Jakarta, Aktual.com – Sejak tanggal 2 Januari 2015, Gubernur DKI Jakarta Basuki Tjahaja Purnama (Ahok) terus menerus mengganti pejabat eselon II-IV di lingkungan Pemerintah Provinsi DKI Jakarta.
Alasannya, ingin pemerintahan bersih dari praktik korupsi kolusi nepotisme (KKN). Ahok juga ingin birokrasi bergerak dinamis dan tegas terhadap pelanggaran yang terjadi dalam menjalani pemerintahan.
Namun pendapat berbeda justru disampaikan Ketua Komisi Aparatur Sipil Negara Sofyan Effendy. Menurut dia penggantian pejabat yang terlalu cepat akan mengganggu stabilitas birokrasi daerah. Jika stabilitas terganggu, birokrasi pun tidak akan bisa berjalan dengan baik.
“Dengan penggantian yang terlalu cepat, pejabat tidak akan bisa memantapkan diri. Birokrasi menjadi tidak efektif dan tidak produktif. Kinerjanya pun tidak akan baik, di bawah standar,” kata dia, saat dihubungi wartawan Rabu (12/8).
Dikatakan Sofyan hal itu bisa dilihat dari penyerapan anggaran daerah yang masih relatif kecil. Perekonomian daerah, kata Sofyan, bergantung pada kinerja anggaran. Sementara kinerja anggaran bergantung pada kinerja pejabat.

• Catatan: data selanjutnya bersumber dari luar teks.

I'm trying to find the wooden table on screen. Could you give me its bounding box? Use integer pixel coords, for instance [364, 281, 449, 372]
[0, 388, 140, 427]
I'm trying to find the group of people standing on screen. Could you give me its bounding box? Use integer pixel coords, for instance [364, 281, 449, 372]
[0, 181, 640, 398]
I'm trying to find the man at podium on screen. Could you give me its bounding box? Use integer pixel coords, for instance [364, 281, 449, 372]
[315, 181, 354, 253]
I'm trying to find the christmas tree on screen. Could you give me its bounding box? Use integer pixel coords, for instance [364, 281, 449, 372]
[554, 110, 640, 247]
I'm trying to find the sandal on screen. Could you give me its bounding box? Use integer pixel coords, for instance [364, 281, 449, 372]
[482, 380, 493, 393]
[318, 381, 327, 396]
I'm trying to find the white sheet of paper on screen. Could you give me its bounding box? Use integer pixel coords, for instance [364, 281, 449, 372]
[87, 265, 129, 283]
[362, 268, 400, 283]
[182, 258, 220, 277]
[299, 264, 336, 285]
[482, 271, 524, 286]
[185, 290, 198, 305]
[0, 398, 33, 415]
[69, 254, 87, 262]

Diketahui Gubernur sempat menganggap kinerja bawahan tidak memuaskan, Diuangkapnya Sofyan, meskipun demikian namun pejabat tidak bisa setiap saat diganti.
Menurutnya dalam sebuah pergantian pejabat harus ada bukti yang obyektif soal kinerja pejabat yang bersangkutan. Seperti undang-undang pun waktunya harus dua tahun sebelum penggantian pejabat baru.
“Meskipun penggantian pejabat merupakan hak prerogatif kepala daerah, tetap harus sesuai aturan yang ada. Sebaiknya Pak Basuki tidak terlalu sering mengganti pejabat. Stabilitas birokrasi ini harus diperhitungkan,” ujar dia.